Body Broker's vocals are still that uniquely recognizable gruff, ashtray-mouthed-leads countered by high, curdled black metal shrieks. The lead vocals are a gravelly barking reminiscent of bands like Phobia and Cretin. They are that intimidating mix of crust and hardcore that have that heavy-breathed cadence. The backing vocals are mainly doing spot stacks with the leads, but obviously at a higher register. They seemed to have shed the reverb effect from Rudiment Butcher somewhere within the last few EPs. I think the band is all the better for it. The vocals on Body Broker are cleaner and tighter as a result.
Body Broker's guitar and bass are drenched in an ardent distortion. While not exactly the center of attention, the bass guitar has enough hair to match its bark. Its coarse growl sounds like a ground loop in a subwoofer in Hell. The guitarwork is a seething, needling sashay that sticks and moves across the fretboard like a game of five finger fillet. The tone is that thick saturation of blazing and wooly distortion that Korroded is known for. Overdriven power chords bulldoze throughout the songs with little to no elaborate technicality, just punishing metallic menace and headbanging infectiousness. However, the track "Killing Journey," ends with a kind of dissonant, percolating noodling solo that I don't necessarily remember being included in Rudiment Butcher. It's a chaotic climax that steps up the infusion of metal within the riffs without wasting time with more ostentatious solos and grandstanding.

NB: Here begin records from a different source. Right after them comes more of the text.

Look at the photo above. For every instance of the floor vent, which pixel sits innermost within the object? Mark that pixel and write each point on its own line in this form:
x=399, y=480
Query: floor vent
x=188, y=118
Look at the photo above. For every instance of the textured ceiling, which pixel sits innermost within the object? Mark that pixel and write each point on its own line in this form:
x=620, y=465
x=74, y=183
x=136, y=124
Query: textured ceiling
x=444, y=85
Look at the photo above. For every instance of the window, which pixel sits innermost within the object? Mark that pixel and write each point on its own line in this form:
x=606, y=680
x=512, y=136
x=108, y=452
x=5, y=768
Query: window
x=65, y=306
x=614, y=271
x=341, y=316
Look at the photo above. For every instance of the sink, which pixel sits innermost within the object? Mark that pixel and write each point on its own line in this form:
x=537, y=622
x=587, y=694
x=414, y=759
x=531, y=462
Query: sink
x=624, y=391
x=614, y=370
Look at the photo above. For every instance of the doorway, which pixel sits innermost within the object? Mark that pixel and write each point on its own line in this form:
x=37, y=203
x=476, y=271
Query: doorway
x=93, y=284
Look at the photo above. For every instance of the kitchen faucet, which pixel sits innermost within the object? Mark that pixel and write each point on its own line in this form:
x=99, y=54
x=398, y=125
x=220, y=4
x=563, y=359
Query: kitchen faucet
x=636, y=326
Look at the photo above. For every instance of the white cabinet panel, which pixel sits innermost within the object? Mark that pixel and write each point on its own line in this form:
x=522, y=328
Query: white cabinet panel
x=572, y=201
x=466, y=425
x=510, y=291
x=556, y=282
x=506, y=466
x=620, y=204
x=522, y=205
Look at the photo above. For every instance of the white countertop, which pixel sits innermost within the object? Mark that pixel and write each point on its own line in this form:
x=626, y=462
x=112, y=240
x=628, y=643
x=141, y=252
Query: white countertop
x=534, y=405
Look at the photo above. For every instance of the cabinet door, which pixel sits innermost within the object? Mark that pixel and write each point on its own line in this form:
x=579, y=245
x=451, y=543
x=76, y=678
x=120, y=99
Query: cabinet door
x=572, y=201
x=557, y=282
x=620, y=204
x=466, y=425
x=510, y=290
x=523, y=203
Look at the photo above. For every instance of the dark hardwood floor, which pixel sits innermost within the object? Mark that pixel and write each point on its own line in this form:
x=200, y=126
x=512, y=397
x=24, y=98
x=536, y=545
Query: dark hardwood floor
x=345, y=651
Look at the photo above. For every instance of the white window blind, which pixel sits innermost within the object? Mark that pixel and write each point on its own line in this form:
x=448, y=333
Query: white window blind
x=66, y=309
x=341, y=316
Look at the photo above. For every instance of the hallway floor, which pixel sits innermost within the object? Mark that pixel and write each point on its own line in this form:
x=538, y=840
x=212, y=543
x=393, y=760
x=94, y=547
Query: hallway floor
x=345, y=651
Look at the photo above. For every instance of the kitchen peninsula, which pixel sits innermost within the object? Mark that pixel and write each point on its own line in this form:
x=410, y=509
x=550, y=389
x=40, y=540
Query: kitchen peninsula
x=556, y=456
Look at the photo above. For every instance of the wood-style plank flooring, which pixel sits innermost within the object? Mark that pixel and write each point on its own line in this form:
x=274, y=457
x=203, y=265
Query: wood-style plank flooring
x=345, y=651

The drumwork is just as tight as the guitar and just as eclectic. Throwback double time skank beats, cymbal catching jackhammering, and skipping blasts crowd against tight snare rolls and speedy modern blast beats. This makes for an exceptionally bouncy rhythm. Nonetheless, the fast tempo on Body Broker seems to be largely unabated, with the exception of the occasional breakdown. The tail ends of "Generative Mutation" and "Cremation Entombment" have a steely-sludgy hardcore swagger that, along with the guitarwork, really emphasizes that bounce. They hit like a fist gripping a roll of quarters in an alleyway dumpster fight.
Body Broker comes off even leaner and more to the point when compared to Korroded's past releases—if that's even possible. There was not much fat to be trimmed in the band's thirty-second to a minute-and-a-half songs, but I think they did it. Like the cannibalized bones dug up in settlement ruins at Jamestown, the songs bear the tool marks of where the flesh was cut and carved away. The EP's mix and master is keenly heavy. As with all of Korroded's releases, the tracklisting is broken up with obscure sound clips that range from the atmospherically ominous to the comically absurd.
Overall, the EP is a cultivation of refinement. Korroded have been whetting their Mississippi River shiv against the concrete of the street curb and fashioning it into a sharp and lethal weapon of blast destruction and disillusionment. While comparisons to bands such as Terrorizer, Repulsion, and ultimately Cretin can't be ignored, Korroded are distinctly their own.